Base 2: w = 0 (mod 2) is true regardless of k, so this condition happens to be irrelevant here
Base 3: w = 0 (mod 3), so 100k = 0 (mod 3), so k = 0 (mod 3)
Base 5: w ϵ [0,3] (mod 5) is true regardless of k, so once again this condition can be thrown out
Base 7: w ϵ [0,1,2,4] (mod 7), so k ϵ [0/100,1/100,2/100,4/100] = [0/2,1/2,2/2,4/2] = [0,4,1,2] (mod 7)

Thus, we have k = 0 (mod 3), k ϵ (0,1,2,4) (mod 7), so altogether by Chinese Remainder Theorem k ϵ [0,9,15,18] (mod 21).

Let's try it out!

k = 9, w = 900. We have 901, 1801, 3601 . Unfortunately, 901 is divisible by 17 and 53, so fail. But, note that none of these three numbers is divisible by 2,3,5,7, so the sieve did its job.

k = 15, w = 1500, so first number is 1501 - once again not prime. In fact, the first origin that actually works is 26700, followed by 33300 and 54600.

Now, let's try a k outside the sieve.

k = 16, w = 1600, so the chain is 1601, 3201, 6401. As it turns out, 3201 is divisible by three. Once again, the sieve did its job by removing this possibility from consideration. In fact, every k removed by the sieve is guaranteed to fail on either 2,3,5 or 7 (actually just 3 or 7 since failing on 2 or 5 is impossible).

The actual algorithm is somewhat more complex to account for both kinds of Cunningham chains and bitwin chains, and the process is the same.

Now, there's another optimization: primorial numbers. 100 was a nice factor since it removed the possibility of any number in the chain from being divisible by 2 or 5 right off the bat.
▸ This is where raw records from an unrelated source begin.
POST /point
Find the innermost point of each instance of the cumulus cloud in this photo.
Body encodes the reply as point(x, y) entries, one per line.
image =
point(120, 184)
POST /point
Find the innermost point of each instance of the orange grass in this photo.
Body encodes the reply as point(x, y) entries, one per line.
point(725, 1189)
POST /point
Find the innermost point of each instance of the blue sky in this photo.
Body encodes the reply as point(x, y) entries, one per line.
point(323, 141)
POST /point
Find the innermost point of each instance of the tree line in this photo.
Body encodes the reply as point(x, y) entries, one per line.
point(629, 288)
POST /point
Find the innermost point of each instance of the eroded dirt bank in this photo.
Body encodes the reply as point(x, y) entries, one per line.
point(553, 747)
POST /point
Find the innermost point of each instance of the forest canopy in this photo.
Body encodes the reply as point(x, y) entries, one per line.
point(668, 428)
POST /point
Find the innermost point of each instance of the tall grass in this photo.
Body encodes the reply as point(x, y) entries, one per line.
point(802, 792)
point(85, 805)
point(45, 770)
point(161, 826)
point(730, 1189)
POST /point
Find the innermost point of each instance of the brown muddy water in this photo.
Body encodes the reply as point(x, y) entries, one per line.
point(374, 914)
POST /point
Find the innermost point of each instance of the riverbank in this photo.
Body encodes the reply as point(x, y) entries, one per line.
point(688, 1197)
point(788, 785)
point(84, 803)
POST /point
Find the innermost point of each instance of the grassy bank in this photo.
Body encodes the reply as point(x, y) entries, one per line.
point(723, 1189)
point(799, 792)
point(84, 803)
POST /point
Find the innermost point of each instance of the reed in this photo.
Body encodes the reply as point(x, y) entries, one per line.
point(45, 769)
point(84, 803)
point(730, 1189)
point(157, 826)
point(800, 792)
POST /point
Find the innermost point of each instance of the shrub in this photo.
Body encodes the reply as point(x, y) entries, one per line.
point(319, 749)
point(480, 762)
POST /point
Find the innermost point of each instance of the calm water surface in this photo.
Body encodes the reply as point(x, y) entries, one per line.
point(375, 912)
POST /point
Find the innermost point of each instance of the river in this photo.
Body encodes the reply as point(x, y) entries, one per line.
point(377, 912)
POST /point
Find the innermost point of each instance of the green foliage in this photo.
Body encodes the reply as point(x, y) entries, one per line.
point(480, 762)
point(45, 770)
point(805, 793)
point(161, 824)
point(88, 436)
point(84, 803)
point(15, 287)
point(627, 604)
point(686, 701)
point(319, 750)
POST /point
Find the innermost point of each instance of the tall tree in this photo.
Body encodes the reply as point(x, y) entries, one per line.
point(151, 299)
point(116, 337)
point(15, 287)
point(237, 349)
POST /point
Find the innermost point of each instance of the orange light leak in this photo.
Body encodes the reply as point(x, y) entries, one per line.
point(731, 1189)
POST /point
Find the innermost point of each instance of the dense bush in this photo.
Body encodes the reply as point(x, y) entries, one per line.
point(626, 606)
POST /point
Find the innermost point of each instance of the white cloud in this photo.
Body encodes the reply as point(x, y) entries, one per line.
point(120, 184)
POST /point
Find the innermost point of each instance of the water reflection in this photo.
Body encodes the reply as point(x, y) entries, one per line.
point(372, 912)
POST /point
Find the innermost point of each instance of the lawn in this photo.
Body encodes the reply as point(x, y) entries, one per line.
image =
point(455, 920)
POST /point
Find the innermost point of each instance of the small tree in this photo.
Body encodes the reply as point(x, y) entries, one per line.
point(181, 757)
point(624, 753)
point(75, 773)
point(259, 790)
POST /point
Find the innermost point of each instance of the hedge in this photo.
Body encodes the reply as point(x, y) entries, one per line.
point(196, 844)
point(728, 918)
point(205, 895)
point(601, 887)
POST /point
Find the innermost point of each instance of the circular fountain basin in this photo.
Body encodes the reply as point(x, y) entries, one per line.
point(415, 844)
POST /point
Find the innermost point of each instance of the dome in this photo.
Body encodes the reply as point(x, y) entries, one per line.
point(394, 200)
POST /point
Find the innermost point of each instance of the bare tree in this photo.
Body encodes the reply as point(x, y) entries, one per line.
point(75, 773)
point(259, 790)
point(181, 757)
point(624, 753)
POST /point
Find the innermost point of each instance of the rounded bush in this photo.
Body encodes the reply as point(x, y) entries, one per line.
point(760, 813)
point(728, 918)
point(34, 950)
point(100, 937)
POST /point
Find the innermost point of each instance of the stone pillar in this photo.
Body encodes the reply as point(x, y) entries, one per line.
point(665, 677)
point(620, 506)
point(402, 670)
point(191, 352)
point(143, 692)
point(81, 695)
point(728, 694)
What if we had used 210 instead? Then, we could have done the sieve for some higher primes, like [11,13,17], instead, and gotten to the goal much faster - indeed, the first origin that works there is 2310, only the eleventh value tested even without any sieving! Primorial numbers are numbers that are divisible by all small primes up to a certain point. If we can shift around nonces in the block until the hash is divisible by at least a reasonably sized primorial, then we can achieve further speedups (although, the Primecoin paper states, not particularly large ones).

In the client, the sieve goes up to 1 million. So, the question is, how much an optimization over the randomness of the Prime Number Theorem (namely, that random numbers n bits long have a 1/n chance of being prime) do Primecoin miners actually get?